Files
finn-mcp/finn_eiendom/cache.py
T

535 lines
17 KiB
Python

"""SQLite cache and persistence for FINN and Eiendom.no data.
Caching strategy
----------------
Raw data (finn_ads, eiendom_units, similar_units)
Stored with a SHA-256 content_hash of the serialised payload.
On write: compare incoming hash to stored hash. If equal the remote
data has not changed -- the row is left untouched and the caller gets
back ``changed=False``, which preserves a valid analysis_cache entry.
Analysis results (analysis_cache)
Keyed by ``(finnkode, deps_hash)`` where deps_hash = SHA-256 of the
combined raw payloads of the ad, eiendom unit, and comps that were used
to produce the result. A cache hit is only valid when the deps_hash
still matches, i.e. none of the underlying data has changed.
This means analysis is re-run *only* when remote data actually changes,
not on every TTL tick.
Search pages / cards (cache_meta)
Still TTL-based -- these change frequently and a content-hash over a
full HTML page is cheap but the semantics of "changed" are less clear
(ads added/removed vs. cosmetic HTML tweaks). Hash is stored anyway so
callers can detect real list changes if desired.
"""
import hashlib
import json
import logging
import sqlite3
from datetime import UTC, datetime, timedelta
from typing import Any
from .config import FINN_CACHE_PATH
from .models import EiendomUnit, FinnAd, FinnSearchCard, SimilarUnit
logger = logging.getLogger(__name__)
# ---------------------------------------------------------------------------
# Hashing helpers
# ---------------------------------------------------------------------------
def compute_content_hash(payload: Any) -> str:
"""Return a stable SHA-256 hex digest of *payload*.
*payload* can be a dict, list, or any JSON-serialisable value.
Keys are sorted so that insertion order does not affect the hash.
"""
serialised = json.dumps(payload, sort_keys=True, default=str)
return hashlib.sha256(serialised.encode()).hexdigest()
def combine_hashes(*hashes: str | None) -> str:
"""Combine multiple content hashes into one deterministic deps_hash."""
combined = "|".join(h or "" for h in hashes)
return hashlib.sha256(combined.encode()).hexdigest()

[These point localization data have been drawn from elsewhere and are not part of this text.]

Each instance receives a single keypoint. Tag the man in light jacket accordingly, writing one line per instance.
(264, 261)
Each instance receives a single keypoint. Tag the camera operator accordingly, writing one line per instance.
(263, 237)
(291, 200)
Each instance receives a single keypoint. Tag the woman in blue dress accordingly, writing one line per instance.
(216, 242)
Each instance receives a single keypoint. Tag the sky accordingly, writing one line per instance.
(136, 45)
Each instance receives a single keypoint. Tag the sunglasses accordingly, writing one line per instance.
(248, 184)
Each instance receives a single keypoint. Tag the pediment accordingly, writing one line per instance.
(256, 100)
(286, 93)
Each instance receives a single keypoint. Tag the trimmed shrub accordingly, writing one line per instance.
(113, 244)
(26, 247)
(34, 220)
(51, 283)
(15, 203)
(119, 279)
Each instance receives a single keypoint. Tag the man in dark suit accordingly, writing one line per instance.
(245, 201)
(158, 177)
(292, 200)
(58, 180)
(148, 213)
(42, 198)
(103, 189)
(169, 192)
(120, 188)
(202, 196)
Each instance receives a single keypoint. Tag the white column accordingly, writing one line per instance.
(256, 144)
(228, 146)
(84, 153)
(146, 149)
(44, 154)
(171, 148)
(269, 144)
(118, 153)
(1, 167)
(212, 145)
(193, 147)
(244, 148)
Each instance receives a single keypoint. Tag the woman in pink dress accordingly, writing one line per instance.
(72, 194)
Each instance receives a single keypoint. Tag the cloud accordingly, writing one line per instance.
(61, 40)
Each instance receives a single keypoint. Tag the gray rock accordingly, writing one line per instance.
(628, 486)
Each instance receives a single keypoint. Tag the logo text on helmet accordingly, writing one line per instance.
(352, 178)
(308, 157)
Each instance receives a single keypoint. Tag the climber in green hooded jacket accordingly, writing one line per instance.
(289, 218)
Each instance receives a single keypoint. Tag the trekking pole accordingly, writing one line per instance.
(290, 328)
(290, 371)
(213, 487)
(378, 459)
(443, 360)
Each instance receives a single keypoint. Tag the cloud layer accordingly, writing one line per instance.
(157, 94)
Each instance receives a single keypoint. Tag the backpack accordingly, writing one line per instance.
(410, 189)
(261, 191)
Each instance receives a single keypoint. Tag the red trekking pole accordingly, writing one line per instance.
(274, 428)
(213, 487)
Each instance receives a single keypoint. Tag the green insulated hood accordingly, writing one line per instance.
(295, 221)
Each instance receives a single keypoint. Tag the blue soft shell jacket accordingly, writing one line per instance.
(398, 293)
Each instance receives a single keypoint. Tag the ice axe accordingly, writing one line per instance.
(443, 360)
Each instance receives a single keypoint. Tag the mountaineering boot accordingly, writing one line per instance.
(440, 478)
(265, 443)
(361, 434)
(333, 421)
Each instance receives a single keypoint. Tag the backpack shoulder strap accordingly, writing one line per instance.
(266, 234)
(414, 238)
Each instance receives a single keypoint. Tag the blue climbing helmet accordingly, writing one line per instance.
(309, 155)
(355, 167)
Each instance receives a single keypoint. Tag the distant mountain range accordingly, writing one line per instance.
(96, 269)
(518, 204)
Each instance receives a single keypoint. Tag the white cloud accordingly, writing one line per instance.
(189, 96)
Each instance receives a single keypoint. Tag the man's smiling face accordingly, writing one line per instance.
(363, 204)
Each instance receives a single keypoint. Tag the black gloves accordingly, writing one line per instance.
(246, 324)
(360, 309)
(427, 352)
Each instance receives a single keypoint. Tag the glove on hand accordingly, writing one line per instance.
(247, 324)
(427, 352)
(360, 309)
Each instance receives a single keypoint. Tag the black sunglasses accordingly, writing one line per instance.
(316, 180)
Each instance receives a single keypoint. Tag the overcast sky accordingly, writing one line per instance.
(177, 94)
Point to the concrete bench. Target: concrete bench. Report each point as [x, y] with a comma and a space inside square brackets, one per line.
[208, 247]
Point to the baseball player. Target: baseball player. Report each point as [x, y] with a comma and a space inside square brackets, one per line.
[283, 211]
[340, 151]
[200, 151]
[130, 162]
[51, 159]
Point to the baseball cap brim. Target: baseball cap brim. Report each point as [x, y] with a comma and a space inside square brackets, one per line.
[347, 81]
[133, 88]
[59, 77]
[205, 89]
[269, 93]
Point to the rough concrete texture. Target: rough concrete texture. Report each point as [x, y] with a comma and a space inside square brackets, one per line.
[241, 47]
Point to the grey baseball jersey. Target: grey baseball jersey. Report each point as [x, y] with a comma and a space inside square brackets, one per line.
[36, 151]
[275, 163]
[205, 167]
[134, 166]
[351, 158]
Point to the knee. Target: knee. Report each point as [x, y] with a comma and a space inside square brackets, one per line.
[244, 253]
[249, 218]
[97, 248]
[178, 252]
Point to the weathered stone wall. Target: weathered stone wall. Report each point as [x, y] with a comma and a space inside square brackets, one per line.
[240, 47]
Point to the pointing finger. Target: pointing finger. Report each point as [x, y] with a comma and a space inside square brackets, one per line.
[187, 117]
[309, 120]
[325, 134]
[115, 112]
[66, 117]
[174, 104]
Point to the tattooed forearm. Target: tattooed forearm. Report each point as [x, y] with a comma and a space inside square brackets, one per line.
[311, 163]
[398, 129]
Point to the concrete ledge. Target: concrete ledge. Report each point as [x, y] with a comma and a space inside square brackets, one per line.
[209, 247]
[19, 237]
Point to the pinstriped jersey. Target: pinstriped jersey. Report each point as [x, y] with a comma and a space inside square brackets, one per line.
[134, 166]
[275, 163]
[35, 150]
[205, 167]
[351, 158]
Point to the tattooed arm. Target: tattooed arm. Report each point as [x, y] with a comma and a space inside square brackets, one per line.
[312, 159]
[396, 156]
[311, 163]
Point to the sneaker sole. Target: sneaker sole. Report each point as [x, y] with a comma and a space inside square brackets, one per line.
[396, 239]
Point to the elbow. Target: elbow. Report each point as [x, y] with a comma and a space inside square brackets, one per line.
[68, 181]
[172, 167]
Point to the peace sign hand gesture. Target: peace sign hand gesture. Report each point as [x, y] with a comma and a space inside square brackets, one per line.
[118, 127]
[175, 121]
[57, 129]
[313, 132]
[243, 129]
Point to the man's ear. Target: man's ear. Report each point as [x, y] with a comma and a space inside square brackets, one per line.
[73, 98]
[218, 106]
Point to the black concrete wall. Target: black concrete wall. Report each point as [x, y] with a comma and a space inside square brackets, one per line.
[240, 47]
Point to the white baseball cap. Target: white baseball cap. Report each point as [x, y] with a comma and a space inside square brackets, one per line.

# ---------------------------------------------------------------------------
# Connection / schema
# ---------------------------------------------------------------------------
def get_connection(path: str | None = None) -> sqlite3.Connection:
db_path = path or FINN_CACHE_PATH
conn = sqlite3.connect(str(db_path), detect_types=sqlite3.PARSE_DECLTYPES)
conn.row_factory = sqlite3.Row
return conn
def init_db(path: str | None = None) -> sqlite3.Connection:
conn = get_connection(path)
cursor = conn.cursor()
cursor.execute(
"""
CREATE TABLE IF NOT EXISTS finn_ads (
finnkode TEXT PRIMARY KEY,
url TEXT,
payload TEXT NOT NULL,
content_hash TEXT,
fetched_at TEXT NOT NULL
)
"""
)
# Migration: add content_hash column if the table already existed without it.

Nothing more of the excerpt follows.